Description from Goodreads:
Even Monsters Need a Mate
After the death of her child, Brianna seeks to end her life within the ocean’s final embrace. Instead, she falls into the arms of a sexy, sleek-tailed monster. He’s wild, seductive, and sets her blood on fire every time he touches her, and soon she begins to need him for more than his magic to breathe underwater. He might just give her a new reason to live.
Zantu has evaded the mate-bond for thirty-five years, dodging promiscuous mermaids with vile intents. Unlike mermaids, mermen bond for life, and Zantu refuses to accept the heartbreak most mermen die of. That is, until the glint of gold catches his eye, and a simple salvage mission turns to passion. Now he’s bonded to a human, and begins to wonder if bonding to the right mate might not be so bad. The problem? A finless female won’t live long among the dangers of the sea.
Now Zantu must choose between keeping her at his side, and keeping her safe. Either way, he’s sure he’ll end up with a broken heart.
Review:
Wow, that was…um, um, um…not good. By the end of chapter one I had highlighted half a dozen passages and written ragey notes in my Kindle; most centering on the fact that the female main character was literally passing out from drowning, a merman came up and grabbed her arm, she bloomed into instant lust (while still drowning), and turned around to jumped on his cock. Which she could do because she was of course naked. Women always seem to end up naked before meeting their mate in this sort of book. I’m talking like literally five seconds start to finish, without even looking at him, while dying! Um, um, um…no! That’s a big fat NOPE for me.
And while the rest of the book wasn’t as bad as the start, it wasn’t great either. The two basically just wandered around in a pseudo plot that allowed them to have abbreviated sex in different places and left more questions than answers. Ok fine, it’s erotica. I shouldn’t expect much more. But I couldn’t stand the representation of the female mermaids. So, I had a hard time even tolerating the rest of the plot and world-building.

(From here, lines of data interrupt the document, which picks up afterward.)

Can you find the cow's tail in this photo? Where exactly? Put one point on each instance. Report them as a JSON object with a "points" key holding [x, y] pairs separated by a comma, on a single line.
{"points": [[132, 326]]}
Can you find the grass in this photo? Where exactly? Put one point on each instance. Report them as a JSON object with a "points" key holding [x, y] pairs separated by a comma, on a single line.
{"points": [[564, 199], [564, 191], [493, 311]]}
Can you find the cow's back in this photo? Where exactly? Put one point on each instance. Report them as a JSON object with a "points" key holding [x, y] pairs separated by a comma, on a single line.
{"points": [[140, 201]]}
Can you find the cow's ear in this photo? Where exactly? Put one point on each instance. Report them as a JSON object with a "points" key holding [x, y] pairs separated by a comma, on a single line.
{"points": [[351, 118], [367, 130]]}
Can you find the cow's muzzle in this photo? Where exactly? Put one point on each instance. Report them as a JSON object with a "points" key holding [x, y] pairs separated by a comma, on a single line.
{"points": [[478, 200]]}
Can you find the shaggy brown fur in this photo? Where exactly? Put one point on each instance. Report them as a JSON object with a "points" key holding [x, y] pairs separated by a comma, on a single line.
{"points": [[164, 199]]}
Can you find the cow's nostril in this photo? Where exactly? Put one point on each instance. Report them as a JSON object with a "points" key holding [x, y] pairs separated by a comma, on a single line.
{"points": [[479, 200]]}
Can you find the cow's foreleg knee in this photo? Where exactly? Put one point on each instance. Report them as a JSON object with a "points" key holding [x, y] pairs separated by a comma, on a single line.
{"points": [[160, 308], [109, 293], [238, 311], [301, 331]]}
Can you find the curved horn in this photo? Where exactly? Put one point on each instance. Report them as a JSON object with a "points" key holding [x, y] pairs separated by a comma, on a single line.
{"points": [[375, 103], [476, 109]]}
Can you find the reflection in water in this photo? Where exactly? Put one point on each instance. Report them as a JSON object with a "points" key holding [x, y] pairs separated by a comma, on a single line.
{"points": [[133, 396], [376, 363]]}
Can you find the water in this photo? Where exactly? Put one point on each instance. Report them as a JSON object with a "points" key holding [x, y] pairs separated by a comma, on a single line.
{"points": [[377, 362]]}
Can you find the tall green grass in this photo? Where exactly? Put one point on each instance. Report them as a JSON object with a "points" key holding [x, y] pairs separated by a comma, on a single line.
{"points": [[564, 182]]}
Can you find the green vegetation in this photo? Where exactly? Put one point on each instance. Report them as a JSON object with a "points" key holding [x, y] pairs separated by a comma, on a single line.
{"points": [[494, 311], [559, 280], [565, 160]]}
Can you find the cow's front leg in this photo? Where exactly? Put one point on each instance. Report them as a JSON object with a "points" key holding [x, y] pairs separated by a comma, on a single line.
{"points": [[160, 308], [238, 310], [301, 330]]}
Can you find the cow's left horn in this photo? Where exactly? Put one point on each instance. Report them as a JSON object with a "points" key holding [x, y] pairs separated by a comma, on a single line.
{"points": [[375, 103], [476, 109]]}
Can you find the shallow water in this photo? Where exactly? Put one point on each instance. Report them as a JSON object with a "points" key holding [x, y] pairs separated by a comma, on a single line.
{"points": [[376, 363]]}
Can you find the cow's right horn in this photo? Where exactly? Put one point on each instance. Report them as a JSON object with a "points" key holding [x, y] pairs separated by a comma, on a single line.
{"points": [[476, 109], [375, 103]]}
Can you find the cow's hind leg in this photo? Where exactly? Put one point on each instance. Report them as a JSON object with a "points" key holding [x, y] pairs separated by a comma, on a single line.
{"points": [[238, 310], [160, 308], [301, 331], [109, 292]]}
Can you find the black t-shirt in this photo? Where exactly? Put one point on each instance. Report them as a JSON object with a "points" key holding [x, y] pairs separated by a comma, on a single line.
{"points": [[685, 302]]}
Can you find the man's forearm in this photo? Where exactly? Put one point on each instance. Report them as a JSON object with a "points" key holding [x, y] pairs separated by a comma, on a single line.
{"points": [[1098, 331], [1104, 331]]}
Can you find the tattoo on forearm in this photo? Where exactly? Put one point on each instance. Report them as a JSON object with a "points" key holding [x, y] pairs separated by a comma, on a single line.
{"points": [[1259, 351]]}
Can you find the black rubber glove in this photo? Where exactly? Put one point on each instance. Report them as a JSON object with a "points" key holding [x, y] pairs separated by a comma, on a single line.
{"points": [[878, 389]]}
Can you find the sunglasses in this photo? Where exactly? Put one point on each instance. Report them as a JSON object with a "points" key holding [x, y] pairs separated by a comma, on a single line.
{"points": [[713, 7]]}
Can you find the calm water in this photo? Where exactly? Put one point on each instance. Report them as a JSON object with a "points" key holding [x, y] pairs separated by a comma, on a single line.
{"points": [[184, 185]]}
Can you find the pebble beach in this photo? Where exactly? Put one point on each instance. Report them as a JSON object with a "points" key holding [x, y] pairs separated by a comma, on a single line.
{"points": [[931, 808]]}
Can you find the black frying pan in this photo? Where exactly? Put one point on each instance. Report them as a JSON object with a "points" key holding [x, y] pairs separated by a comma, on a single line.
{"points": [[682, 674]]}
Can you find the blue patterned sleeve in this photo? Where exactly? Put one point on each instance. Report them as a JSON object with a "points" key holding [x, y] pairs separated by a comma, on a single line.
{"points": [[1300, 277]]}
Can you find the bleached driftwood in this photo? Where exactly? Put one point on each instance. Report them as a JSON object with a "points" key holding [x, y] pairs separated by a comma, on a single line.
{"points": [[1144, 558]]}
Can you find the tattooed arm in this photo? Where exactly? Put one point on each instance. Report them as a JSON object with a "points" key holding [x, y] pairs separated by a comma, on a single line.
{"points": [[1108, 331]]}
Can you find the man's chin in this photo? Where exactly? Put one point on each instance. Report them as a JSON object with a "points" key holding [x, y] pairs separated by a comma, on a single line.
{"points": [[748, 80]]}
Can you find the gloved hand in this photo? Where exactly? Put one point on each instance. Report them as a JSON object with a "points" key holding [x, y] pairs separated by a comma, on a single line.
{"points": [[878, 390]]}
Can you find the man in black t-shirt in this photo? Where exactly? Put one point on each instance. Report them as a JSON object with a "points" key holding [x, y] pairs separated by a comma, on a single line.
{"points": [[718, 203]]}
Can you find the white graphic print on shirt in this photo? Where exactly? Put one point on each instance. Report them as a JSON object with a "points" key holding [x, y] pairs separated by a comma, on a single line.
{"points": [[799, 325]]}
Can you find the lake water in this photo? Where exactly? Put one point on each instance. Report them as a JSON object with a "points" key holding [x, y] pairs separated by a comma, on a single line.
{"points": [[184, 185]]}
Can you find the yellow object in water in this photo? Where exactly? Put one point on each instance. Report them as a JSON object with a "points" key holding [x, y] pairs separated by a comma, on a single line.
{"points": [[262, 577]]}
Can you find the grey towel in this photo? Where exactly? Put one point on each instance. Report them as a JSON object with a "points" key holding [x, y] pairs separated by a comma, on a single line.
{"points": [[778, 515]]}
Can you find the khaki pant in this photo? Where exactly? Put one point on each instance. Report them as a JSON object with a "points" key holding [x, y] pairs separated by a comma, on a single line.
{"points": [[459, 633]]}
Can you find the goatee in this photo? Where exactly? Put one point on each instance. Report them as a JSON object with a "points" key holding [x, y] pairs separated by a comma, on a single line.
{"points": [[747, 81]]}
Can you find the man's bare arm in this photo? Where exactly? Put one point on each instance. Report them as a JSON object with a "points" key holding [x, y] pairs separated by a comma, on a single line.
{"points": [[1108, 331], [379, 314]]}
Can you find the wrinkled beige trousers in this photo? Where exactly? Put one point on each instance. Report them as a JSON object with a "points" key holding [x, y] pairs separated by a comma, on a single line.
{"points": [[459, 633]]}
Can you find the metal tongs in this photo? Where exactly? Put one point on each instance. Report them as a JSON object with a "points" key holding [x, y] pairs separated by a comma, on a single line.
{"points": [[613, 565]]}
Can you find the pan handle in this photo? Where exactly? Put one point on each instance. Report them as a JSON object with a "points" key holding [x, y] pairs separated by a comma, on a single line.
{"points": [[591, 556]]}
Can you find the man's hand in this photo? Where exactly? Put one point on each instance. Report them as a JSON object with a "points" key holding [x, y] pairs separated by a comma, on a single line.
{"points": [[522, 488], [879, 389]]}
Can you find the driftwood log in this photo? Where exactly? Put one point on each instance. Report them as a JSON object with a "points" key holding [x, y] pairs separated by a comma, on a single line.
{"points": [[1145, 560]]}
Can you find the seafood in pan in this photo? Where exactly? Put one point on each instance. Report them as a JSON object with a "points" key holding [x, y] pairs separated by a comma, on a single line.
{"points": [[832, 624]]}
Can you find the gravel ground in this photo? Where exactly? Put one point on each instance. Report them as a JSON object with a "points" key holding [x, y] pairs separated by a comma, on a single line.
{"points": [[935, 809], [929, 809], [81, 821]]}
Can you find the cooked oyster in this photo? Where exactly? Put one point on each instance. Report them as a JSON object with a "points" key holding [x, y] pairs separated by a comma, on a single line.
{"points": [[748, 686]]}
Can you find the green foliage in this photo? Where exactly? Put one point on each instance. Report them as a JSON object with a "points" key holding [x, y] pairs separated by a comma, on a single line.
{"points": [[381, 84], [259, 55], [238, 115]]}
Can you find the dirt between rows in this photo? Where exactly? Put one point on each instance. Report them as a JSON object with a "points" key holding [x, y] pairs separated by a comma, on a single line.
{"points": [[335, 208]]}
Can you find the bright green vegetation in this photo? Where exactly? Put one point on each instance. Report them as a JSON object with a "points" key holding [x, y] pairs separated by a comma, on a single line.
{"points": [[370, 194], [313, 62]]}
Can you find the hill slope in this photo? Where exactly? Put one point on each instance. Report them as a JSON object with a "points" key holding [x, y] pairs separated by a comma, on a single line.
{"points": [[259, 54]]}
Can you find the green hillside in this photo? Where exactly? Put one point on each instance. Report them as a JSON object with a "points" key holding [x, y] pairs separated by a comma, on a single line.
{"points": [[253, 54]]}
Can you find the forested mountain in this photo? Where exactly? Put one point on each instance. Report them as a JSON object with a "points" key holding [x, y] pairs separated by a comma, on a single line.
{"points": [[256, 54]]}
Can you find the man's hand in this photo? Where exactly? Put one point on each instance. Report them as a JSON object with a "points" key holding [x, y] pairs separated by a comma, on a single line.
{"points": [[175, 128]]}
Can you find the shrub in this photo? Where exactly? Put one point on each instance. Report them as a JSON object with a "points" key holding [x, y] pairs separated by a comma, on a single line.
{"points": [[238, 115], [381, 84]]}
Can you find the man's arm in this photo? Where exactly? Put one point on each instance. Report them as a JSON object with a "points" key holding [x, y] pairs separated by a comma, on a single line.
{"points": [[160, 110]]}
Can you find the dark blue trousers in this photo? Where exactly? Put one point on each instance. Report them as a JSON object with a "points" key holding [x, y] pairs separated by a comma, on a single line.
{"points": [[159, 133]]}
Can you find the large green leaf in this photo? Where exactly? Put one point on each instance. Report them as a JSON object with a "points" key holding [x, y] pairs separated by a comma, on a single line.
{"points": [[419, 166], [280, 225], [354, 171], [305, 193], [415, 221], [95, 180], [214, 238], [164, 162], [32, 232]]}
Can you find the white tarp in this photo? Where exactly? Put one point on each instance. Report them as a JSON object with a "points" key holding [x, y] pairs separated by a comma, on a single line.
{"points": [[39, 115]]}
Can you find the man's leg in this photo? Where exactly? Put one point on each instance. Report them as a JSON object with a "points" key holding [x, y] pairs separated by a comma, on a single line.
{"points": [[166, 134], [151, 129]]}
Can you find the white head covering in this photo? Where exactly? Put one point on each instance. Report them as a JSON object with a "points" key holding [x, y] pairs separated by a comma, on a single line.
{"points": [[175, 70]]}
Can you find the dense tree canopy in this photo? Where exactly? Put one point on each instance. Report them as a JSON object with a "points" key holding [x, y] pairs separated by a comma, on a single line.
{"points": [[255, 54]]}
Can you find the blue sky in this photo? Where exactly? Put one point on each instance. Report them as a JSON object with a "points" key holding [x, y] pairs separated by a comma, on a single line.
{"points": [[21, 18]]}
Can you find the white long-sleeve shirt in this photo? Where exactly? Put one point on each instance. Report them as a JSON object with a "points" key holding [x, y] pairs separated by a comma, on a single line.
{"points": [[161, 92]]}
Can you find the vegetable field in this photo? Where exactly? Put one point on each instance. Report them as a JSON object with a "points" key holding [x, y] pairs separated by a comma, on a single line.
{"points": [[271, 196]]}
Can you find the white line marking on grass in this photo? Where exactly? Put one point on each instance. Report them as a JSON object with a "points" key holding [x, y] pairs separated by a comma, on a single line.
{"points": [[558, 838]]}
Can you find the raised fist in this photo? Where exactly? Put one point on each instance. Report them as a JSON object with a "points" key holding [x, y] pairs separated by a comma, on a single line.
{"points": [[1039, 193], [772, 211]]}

I admit I liked the idea as males as caretakers and how they nested and desired children. I thought Zantu really cute. But the characterization of all females except the main character as noting but aggressive sex maniacs just smacks of the good old patriarchal ‘women are nothing more than slave to their lust and have no use or character beyond their sex and their ability to bear children.’ Here they’re even stripped of any maternity, making them failures even in the minimal worthiness western society allows women. Maybe, MAYBE the author was trying to flip that script and engage the stereotype, but I rather think not. It just made me angry.
The mechanical writing is fine. The editing is fine. The book will probably appeal to some, but I was not one of them. On Goodreads, where I use star ratings, I gave this 2 stars (1.5 rounded up), that based on the fact that it is structurally adequate, and I feel I’m being generous.